BIRMINGHAM, England — After failing to win international backing for tough punitive measures against New Delhi in the wake of India's nuclear tests last week, the United States on Saturday dangled the prospect of significant rewards for Pakistan if it refrains from testing atomic weapons of its own.
But in the Pakistani capital, Islamabad, crushing disappointment that the world's eight most-powerful leaders had offered nothing more than a verbal condemnation of India seemed to heighten prospects that Pakistan soon will try to match the nuclear prowess of its regional adversary.
Pakistani Foreign Secretary Shamshad Ahmad said the light treatment accorded India by the Group of 8 leaders meeting here in Britain made it imperative that his nation act on its own to safeguard its security.
He stopped short of declaring that Pakistan will detonate a nuclear device but made it clear that there were few other options.
"We cannot act with madness as the Indians have," Ahmad said. "But Pakistan's security has been directly threatened. It will respond in a manner consistent with the magnitude of the threat that faces us."
His comments, coupled with the general mood in Islamabad, generated a sense of fading hope that a regional nuclear arms race can be avoided.
Here in Birmingham, where President Clinton and the leaders of Britain, Canada, France, Germany, Italy, Japan and Russia have gathered for the G-8 summit, U.S. officials struggled to avoid just that, hinting that Pakistan has much to gain if it refrains from conducting a nuclear test.
"If they make that decision [not to test] . . . I think that they will capture the high ground in the long-standing regional struggle in South Asia," National Security Advisor Samuel R. "Sandy" Berger told a news conference as the G-8 leaders concentrated on longer-term global challenges. The leaders on Friday condemned India's decision to conduct nuclear tests; but facing opposition mainly from Russia and France, they could not reach a common position on punitive sanctions.
"I think the [Pakistanis'] relationships with many governments will change," Berger added. "I suspect the attitude in our own Congress, which has been quite restrictive with respect to Pakistan, would then free up our capacity to cooperate with them more fully."
Although Berger's comments were held out as a potential reward to Islamabad for not testing, they constituted more of a sketchy vision of the possible than any definite U.S. commitment.
Clinton used his weekly radio address to reiterate his criticism of India, saying its nuclear testing has threatened "to spark a dangerous nuclear arms race in Asia."
The U.S. package of stiff economic sanctions against India, together with Clinton's rhetoric, the dispatch of Deputy Secretary of State Strobe Talbott to Pakistan on Wednesday and Berger's statement, were all seen as part of a larger U.S. effort to prevent other countries from following in India's footsteps.

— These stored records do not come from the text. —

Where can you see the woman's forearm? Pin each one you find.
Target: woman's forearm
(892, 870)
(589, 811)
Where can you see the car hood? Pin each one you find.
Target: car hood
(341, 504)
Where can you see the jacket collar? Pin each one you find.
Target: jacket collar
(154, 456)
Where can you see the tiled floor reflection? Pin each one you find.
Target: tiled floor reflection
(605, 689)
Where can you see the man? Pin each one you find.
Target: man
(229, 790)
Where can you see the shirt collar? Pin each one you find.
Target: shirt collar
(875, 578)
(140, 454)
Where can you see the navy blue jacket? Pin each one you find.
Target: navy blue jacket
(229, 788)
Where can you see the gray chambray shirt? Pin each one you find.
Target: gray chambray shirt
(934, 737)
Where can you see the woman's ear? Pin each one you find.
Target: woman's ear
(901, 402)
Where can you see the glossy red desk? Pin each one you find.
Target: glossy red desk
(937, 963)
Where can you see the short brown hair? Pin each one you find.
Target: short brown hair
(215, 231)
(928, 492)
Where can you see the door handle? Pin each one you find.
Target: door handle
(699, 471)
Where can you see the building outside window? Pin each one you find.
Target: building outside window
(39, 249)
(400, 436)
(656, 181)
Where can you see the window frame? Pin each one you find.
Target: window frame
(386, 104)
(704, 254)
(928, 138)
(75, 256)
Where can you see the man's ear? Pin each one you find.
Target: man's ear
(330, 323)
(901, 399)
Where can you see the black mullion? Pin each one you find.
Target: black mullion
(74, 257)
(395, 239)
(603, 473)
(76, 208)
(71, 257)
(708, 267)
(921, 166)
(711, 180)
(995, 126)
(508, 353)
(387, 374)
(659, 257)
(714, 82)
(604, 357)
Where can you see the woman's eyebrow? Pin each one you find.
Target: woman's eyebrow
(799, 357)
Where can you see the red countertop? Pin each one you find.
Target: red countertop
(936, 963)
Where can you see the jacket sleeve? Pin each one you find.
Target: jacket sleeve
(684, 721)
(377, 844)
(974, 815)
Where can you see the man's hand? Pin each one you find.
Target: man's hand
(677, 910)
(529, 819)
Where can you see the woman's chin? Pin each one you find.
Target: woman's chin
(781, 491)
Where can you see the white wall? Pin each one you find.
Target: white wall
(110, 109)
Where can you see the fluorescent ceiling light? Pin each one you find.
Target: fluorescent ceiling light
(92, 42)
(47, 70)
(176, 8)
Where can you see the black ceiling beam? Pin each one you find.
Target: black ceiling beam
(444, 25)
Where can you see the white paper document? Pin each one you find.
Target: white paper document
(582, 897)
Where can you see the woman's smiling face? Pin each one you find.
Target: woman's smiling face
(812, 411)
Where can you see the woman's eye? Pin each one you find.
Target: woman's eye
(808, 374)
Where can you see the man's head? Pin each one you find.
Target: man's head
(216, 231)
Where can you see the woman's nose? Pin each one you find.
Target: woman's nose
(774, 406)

Berger hinted strongly that such a shift of sentiment might resolve a long-standing dispute surrounding Pakistan's purchase of 28 high-performance F-16 military aircraft. Although Pakistan has paid more than $650 million for the planes it ordered eight years ago, the U.S. has refused to deliver them because of sanctions imposed on Islamabad for refusing to halt efforts to develop nuclear weapons.
The U.S. also has kept the money, a situation that Berger admitted "has resulted in what seems to be an unfairness."
Berger would not specify if this would mean that the U.S. would deliver the planes, stating only that the two countries would resolve "the plane issue in a way that is satisfactory to Pakistan and the United States."
Regional specialists believe that it is more likely that the U.S. would return the money than deliver new military strike planes into a region where tensions are high and the nightmare scenario of a regional nuclear war is a step closer. These specialists, however, believe that Berger and other administration officials dealing with the issue were being deliberately ambiguous about how the dispute might be resolved in order not to dash Pakistani hopes of getting the aircraft.
"I would have to believe--and based on some conversations I've had with senators in the last few days--that if Pakistan were not to test, that we would have a far greater chance to make inroads on [lifting or easing sanctions] in Congress, in a bipartisan way, than we have had before," Berger said. "And I think it would be a welcomed development."
White House Press Secretary Mike McCurry said Berger's statement about the F-16s reflectedconversations that the national security advisor has had with members of Congress in recent days and the assessments of White House liaisons who have been canvassing Congress on the issue.
But Berger was not sure that this would be enough to prevent Pakistan from testing a weapon.